The same payload rule applies to emitted events: `payload` must contain a JSON
array of arguments. An empty payload emits an event with no arguments.

## Access control

The Kernel evaluates access at both connection and event time:

1. The plugin-wide policy must allow the user.
2. The namespace policy must allow the user.
3. If the event has an entry in `event_access`, that event policy must also
   allow the user.

All applicable policies must allow the operation. A namespace policy does not
override a stricter plugin-wide policy, and an event policy does not make a
restricted namespace public.

When an event is denied after a socket has connected, the Kernel emits an
`error` event to that socket.
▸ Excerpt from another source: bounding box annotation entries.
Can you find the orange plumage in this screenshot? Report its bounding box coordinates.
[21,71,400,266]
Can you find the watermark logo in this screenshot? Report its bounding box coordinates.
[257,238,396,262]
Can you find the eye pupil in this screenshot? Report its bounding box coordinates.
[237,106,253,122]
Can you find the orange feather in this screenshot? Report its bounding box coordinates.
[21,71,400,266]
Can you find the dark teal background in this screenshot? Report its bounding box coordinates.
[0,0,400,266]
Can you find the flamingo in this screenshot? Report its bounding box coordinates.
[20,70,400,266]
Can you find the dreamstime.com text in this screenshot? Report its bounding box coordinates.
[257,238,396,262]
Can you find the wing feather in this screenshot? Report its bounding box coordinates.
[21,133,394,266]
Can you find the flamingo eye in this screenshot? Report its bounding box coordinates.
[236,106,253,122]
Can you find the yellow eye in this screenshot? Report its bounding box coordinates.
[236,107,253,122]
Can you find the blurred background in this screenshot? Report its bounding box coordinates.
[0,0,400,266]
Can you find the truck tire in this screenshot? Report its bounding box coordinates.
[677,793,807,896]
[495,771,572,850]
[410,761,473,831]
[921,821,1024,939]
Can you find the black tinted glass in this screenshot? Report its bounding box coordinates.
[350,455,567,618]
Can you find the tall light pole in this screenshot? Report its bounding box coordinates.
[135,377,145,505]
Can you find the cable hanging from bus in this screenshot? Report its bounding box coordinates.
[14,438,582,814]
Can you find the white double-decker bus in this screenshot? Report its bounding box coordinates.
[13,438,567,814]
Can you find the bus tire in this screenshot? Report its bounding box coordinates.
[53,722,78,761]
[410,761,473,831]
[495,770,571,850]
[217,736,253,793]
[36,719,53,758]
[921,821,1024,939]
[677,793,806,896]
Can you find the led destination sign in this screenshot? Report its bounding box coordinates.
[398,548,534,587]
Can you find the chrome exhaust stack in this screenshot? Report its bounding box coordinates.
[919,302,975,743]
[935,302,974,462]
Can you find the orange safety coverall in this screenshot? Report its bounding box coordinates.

The error identifies whether authentication is
required or the user is forbidden. The event is not forwarded to the plugin.
See [Access control](../kernel/config-access) for the policy model.

## Namespace conflicts and lifecycle

A namespace can have only one owning plugin at a time. If another running
plugin already owns the namespace, the Kernel does not attach the new plugin's
namespace declaration.

The namespace conflict affects only that declaration: the plugin still starts,
but the Kernel marks it `degraded`. Other non-conflicting resources can remain
available. Resolve the conflict and restart the plugin to claim the namespace.

Stopping a plugin releases its namespace ownership and disconnects all sockets
connected to that namespace. Restarting the plugin replaces the owner and lets
clients connect again.

## Event handling checklist

Before loading the plugin, verify that:

* the namespace begins with `/` and is unique to the plugin;
* every event the plugin expects is listed in `events`;
* client and plugin agree that each payload is a JSON array of arguments;
* payloads are validated before the plugin uses them;
* namespace and event access policies protect the intended users; and
* emitted events use the correct namespace and target.

Use Socket.IO for connection-oriented, event-driven behavior. Use
[HTTP transport](./transport-http) for request/response interactions and
[static transport](./transport-static) for files that can be served as-is.